Not every pipeline needs hybrid search, but many benefit from it. Vector search is strong for semantic similarity, while keyword search is strong for exact terms, names, codes, and numbers. If users ask both conceptual and precise questions, hybrid search is usually worth testing. If the corpus and query patterns are narrow, vector-only or keyword-only retrieval may be enough.
3. Where should metadata filters be applied?
Mandatory filters such as permissions, tenant boundaries, and compliance constraints should usually be applied as early as possible. Softer filters, such as preferred document type or freshness, may work better as ranking signals or post-retrieval adjustments. The right choice depends on metadata quality and whether strict filtering risks removing relevant content.
4. When should query rewriting be used?
Query rewriting is useful when the user query is vague, conversational, missing context, or too complex for a single search. It is especially helpful for follow-up questions in chat and for multi-part questions that need decomposition. It should be used carefully because rewriting can reduce quality if it changes the user’s intent or expands a precise query too broadly.
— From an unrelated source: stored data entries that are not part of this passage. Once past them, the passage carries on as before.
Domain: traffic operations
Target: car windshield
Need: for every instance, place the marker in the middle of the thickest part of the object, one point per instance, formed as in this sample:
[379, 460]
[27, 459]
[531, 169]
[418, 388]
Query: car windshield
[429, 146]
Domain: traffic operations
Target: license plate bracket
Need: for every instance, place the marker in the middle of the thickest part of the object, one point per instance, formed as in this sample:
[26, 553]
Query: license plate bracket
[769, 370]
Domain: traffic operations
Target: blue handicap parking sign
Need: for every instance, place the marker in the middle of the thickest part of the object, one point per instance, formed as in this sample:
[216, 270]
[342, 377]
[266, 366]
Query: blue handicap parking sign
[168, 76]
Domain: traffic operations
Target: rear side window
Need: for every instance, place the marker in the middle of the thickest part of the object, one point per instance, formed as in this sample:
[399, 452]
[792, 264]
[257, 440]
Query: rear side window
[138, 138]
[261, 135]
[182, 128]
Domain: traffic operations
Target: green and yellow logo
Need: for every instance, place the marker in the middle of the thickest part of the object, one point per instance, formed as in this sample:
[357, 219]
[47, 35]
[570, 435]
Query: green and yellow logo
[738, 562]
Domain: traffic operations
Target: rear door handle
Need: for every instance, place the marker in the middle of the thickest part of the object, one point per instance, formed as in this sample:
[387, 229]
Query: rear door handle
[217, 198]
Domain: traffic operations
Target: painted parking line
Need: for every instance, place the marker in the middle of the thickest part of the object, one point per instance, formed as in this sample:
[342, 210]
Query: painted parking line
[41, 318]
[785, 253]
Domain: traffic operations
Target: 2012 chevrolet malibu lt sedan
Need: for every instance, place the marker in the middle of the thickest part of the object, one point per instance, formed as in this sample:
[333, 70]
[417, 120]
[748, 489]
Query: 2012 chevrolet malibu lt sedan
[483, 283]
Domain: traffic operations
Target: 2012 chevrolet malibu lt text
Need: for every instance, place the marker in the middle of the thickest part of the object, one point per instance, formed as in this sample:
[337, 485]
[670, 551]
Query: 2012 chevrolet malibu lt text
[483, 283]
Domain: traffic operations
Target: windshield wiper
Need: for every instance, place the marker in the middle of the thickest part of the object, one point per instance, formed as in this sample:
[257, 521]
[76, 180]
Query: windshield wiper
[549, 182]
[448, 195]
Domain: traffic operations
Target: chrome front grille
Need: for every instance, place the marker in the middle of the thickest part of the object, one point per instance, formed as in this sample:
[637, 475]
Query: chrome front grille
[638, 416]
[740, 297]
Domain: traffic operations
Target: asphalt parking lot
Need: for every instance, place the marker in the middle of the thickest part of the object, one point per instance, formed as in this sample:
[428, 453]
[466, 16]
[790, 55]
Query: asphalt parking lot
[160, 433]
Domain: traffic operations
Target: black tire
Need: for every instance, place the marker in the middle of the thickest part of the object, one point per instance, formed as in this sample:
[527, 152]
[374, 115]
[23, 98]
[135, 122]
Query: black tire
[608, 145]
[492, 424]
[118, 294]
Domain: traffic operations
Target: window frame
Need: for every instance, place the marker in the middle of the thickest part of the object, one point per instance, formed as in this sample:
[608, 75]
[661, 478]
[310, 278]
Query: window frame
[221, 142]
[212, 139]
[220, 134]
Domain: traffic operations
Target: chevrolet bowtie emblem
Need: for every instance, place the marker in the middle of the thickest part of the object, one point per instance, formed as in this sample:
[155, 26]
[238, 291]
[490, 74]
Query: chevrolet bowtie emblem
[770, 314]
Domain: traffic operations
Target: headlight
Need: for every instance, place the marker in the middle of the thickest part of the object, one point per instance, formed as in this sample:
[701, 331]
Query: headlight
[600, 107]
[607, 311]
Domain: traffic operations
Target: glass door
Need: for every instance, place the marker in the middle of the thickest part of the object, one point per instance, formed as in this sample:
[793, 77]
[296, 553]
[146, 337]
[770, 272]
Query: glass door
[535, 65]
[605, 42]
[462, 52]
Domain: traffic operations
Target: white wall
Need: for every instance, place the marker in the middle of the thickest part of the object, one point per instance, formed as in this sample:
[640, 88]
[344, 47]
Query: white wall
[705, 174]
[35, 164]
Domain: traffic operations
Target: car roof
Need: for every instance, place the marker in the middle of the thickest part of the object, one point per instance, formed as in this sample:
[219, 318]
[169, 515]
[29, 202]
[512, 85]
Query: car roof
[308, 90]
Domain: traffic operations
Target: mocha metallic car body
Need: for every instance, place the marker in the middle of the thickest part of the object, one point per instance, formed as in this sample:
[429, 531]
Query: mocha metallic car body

5. What is the difference between fusion and reranking?
Fusion merges candidate lists from multiple searches or query variants into one list. Reranking then scores the resulting candidates more carefully against the user’s query. Fusion is mainly about combining signals and improving candidate coverage, while reranking is mainly about improving the final order and precision of the results.
6. How many candidates should be retrieved before reranking?
The right number depends on the corpus, latency budget, and reranker cost. Many systems start with a moderate candidate pool and tune from there. If the correct evidence is often missing, the candidate set may be too small or the search strategy may need improvement. If the correct evidence is present but ranked poorly, reranking or fusion may need attention.
Takeaway
A retrieval pipeline is best understood as a sequence of practical choices: how to represent content, how to index it, how to search it, how to filter it, how to combine result lists, and how to rerank the final candidates. This guidance is most useful for teams building AI database applications, RAG systems, enterprise search, support assistants, research tools, or knowledge retrieval workflows where both relevance and latency matter. A well-designed pipeline does not simply retrieve more content; it retrieves the right content quickly enough for the user experience and accurately enough for the application’s risk level.